Oil palm management experiment (EFForTS - OPMX)

Results from Phase 1 have shown that a major reason why oil palm is currently an attractive land-use option is because of its large productivity due to fertilizer and herbicide inputs as well as large profit (Grass et al. 2020). Unfortunately, the economic benefits are in stark contrast with most ecosystem function indicators, such as naturalness, species richness of plants and animals, carbon stocks, nutrient leaching losses and greenhouse gas fluxes (Clough et al. 2016, Meijide et al. 2020). As current trend is that land uses supporting multiple ecosystem functions are replaced by oil palm monocultures (Grass et al. 2020), it is necessary to evaluate alternative management strategies in oil palm production to offset the negative impacts of oil palm expansion on ecosystem functions without sacrificing profit. One of these approaches is, besides the B11 Enrichment experiment (EFForTS - BEE), the oil palm management experiment (OPMX) which started in November 2016.

Fig. 1. The oil palm management experiment of EFForTS at PTPN IV, Jambi, Indonesia.

Current fertilization regimes result in high leaching losses of nutrients (Formaglio et al. 2020, Kurniawan et al. 2018), reducing ground water quality, whereas herbicide weed control reduces group richness of soil macro and meso fauna and community metabolism (Darras et al. 2019). Thus, the overall goal of OPMX is to look for practical solutions, namely reduced fertilization equal to nutrients exported by fruit harvest and mechanical weeding (brush cutter), which can easily be implemented by plantation owners and workers, with the aim to reduce these negative impacts on ecosystem functions while maintaining current production levels and profit.

Fig. 2. The experimental design of the oil palm management experiment of EFForTS at PTPN IV, Jambi, Indonesia.

The OPMX is situated in a large oil palm plantation of PTPN VI, a state-owned company, where also the meteorological tower is established (A03). This ongoing OPMX will continue at least until end of 2022. The experimental design is a 2 x 2 factorial experiment with two fertilization rates and two weeding methods. The treatments are: conventional fertilization rate‒herbicide, conventional fertilization rate‒mechanical weeding, reduced fertilization rate‒herbicide, and reduced fertilization rate‒mechanical weeding. Each treatment is represented by a 50 m x 50 m plot, assigned randomly within a block with 4 replicate blocks. The 16 experimental plots have a minimum distance 50 m between plots.
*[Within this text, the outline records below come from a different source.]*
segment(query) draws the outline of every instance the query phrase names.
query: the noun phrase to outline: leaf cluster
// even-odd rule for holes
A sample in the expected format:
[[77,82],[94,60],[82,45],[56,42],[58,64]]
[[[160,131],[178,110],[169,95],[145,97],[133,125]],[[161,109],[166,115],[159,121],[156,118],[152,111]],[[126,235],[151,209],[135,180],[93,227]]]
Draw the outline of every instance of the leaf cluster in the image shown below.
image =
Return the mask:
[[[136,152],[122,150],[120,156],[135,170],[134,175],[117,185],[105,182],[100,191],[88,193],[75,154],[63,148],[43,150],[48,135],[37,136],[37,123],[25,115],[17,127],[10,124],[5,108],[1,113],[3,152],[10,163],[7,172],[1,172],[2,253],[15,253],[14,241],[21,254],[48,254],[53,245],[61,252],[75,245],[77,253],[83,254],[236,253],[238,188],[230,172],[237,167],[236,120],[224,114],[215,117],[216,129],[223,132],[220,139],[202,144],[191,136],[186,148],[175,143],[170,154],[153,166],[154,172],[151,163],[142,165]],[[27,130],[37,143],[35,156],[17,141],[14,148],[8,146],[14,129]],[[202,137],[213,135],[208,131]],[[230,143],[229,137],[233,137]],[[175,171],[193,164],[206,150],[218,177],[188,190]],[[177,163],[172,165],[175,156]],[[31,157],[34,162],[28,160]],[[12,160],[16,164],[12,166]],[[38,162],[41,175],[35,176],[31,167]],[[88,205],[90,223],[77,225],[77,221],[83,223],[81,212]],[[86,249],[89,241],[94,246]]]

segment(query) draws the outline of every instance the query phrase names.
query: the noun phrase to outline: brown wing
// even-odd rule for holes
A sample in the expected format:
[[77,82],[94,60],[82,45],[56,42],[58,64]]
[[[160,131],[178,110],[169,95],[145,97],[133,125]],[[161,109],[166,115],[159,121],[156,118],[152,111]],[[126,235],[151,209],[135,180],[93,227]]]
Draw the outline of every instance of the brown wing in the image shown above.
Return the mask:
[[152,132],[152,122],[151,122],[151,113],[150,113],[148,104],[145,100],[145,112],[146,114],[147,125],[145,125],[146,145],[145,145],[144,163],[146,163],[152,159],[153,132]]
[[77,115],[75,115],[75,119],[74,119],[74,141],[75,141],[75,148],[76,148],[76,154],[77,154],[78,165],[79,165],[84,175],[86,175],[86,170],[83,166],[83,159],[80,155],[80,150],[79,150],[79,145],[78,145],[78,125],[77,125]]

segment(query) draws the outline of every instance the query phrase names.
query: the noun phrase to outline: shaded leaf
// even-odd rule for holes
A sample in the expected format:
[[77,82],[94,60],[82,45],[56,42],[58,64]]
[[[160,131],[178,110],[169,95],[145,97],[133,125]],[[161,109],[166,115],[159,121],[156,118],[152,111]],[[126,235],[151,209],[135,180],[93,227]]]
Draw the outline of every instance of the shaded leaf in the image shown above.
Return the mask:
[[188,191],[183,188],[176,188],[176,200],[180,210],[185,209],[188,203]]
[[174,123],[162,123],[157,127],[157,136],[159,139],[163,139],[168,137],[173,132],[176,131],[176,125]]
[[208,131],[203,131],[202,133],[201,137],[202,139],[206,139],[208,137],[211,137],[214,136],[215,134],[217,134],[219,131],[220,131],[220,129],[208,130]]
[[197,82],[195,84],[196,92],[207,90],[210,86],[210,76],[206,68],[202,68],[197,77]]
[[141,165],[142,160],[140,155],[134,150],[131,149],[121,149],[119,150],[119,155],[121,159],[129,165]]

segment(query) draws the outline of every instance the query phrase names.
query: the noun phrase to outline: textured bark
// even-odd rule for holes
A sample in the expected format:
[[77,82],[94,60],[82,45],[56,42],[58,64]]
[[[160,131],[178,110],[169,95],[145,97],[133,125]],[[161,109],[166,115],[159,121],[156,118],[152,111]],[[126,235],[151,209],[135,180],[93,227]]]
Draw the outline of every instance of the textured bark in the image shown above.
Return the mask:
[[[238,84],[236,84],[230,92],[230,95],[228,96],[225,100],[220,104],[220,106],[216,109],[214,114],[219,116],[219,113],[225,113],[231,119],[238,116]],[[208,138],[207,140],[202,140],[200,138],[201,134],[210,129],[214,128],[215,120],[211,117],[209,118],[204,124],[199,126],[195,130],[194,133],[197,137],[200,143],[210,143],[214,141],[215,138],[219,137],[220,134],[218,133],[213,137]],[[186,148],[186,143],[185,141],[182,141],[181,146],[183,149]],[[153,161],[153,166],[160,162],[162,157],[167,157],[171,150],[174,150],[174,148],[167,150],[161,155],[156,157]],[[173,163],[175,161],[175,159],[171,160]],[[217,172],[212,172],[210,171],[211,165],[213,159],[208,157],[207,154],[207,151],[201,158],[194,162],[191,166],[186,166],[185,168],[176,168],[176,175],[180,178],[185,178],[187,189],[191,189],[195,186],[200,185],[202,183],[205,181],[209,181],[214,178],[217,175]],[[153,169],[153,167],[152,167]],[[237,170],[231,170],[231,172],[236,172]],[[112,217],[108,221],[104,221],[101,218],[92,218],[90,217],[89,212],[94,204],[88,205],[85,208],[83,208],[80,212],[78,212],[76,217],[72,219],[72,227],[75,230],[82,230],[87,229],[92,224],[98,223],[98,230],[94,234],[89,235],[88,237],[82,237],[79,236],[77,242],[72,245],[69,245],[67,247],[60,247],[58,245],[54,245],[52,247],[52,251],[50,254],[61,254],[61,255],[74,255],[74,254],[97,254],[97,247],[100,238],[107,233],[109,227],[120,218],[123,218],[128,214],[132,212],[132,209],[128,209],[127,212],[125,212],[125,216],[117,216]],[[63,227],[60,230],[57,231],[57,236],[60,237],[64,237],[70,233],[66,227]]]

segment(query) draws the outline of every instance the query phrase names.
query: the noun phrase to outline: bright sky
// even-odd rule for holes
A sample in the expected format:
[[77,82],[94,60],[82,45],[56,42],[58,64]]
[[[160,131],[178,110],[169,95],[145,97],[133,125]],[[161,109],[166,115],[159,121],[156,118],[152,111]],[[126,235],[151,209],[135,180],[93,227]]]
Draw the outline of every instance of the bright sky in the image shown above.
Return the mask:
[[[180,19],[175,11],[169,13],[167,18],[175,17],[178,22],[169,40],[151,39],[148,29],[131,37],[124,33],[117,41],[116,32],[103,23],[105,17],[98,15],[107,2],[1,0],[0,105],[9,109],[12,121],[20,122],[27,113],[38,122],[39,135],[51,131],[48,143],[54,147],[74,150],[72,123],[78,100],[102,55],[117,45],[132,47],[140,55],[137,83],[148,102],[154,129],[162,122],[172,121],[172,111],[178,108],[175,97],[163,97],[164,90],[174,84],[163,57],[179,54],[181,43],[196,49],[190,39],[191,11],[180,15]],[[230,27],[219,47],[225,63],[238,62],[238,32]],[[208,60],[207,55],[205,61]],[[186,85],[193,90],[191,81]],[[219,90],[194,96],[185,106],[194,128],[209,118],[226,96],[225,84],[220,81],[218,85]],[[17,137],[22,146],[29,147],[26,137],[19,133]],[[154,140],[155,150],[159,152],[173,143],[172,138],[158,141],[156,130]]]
The conventional fertilization rates are based on rates common to large-scale plantations on Acrisol soils in Jambi province (260 kg N ha-1 yr-1, 50 kg P ha-1 yr-1, and 220 kg K ha-1 yr-1) whereas the reduced rates are based on the nutrient exports by harvest (136 kg N ha-1 yr-1, 17 kg P ha-1 yr-1, and 187 kg K kg ha-1 yr-1). All treatments receive the same rates of lime (426 kg dolomite ha-1 yr-1) and micronutrients (142 kg micro-mag ha-1 yr-1 with 0.5 % B2O3, 0.5 % CuO, 0.25 % Fe2O3, 0.15 % ZnO, 0.1 % MnO and 18 % MgO), as these are the common practices in large-scale plantations on acidic Acrisol soils. Herbicide weed control applies 1.5 L glyphosate ha-1 yr-1 (split in four applications in a year) to the palm circle, and 0.75 L ha-1 yr-1 (split in two applications in a year) to the inter-row. Mechanical weeding uses a brush cutter in the same areas and frequencies. The mechanical weeding removed only the aboveground biomass, allowing fast ground cover regeneration, while the herbicide eradicated above- and belowground vegetation parts, resulting to slow regeneration of ground cover.

The plots are laid out in the same way as the core plots.
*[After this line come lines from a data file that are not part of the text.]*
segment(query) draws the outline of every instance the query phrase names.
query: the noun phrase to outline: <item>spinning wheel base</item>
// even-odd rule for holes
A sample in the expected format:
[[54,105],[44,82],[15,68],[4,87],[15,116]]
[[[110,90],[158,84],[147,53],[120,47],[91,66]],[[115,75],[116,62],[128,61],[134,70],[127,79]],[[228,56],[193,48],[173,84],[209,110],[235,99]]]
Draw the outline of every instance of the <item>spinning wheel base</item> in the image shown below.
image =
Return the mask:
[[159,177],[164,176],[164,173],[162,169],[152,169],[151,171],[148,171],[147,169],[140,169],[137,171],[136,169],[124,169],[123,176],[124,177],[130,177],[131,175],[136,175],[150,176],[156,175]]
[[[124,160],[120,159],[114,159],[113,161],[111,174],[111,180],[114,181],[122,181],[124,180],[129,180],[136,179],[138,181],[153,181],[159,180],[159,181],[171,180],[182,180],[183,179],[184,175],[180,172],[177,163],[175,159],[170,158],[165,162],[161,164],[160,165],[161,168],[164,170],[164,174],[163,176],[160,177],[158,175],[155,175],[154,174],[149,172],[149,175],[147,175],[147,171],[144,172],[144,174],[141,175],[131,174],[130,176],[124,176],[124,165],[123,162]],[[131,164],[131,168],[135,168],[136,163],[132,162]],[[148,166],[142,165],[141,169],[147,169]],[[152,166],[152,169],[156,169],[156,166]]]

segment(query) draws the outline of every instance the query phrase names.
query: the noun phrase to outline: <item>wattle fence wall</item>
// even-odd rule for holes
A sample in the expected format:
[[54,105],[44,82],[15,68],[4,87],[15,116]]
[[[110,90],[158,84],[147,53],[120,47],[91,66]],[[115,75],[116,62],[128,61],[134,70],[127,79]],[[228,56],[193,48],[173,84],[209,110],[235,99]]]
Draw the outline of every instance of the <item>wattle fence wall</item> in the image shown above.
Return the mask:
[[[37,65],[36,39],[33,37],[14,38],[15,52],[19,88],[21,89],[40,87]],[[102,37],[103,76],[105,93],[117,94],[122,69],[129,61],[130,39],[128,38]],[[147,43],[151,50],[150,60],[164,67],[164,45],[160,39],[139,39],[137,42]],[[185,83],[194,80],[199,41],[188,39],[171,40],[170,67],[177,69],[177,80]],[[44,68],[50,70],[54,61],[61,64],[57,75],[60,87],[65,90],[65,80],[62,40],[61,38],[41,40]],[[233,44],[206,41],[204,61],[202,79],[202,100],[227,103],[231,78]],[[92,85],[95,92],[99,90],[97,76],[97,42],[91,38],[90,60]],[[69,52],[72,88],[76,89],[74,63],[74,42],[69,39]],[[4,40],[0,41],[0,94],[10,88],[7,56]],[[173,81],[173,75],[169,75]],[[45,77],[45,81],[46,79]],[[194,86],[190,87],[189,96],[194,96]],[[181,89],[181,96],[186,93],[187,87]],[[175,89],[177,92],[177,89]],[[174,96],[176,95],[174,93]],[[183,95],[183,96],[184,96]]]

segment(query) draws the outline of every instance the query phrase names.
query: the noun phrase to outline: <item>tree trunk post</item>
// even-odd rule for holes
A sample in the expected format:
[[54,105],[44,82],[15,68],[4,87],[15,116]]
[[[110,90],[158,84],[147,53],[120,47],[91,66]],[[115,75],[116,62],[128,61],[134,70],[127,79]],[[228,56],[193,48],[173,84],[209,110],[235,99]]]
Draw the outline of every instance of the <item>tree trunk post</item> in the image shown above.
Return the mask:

Fig. 3. Illustration of hypothetical ecosystem functions for two treatments.

Project Group A investigates palm water use (A02), climate variables (A03), nutrient response, retention, leaching and greenhouse gases A05). Project Group B focuses on plant and animal diversity as well as soil food web structure (plant diversity - B06, belowground invertebrates - B08, insect pollinators and flying vertebrates - B09. C12 evaluates the ecological-economic optimization, and the Central Tasks Project Z01 provides scientific support (monitoring of oil palm yield and growth, and canopy gap fraction).

Results will be disseminated and incorporated into Teacher education for society: Making EFForTS knowledge available for Indonesia by the Project Ö (Public Relations).

The experimental data will be compared and combined with the plot level data from the household survey carried out in Project Group C to also integrate human decision and welfare perspectives. A07, B10 and C11 contribute to the integration of the results into the overall aims of the CRC. This will allow evaluation of ecological and socioeconomic functions of oil palm management in unprecedented detail including detection of trade-offs and win-win situations.

Fig. 4. Integrated activities of sub-projects into the OPMX.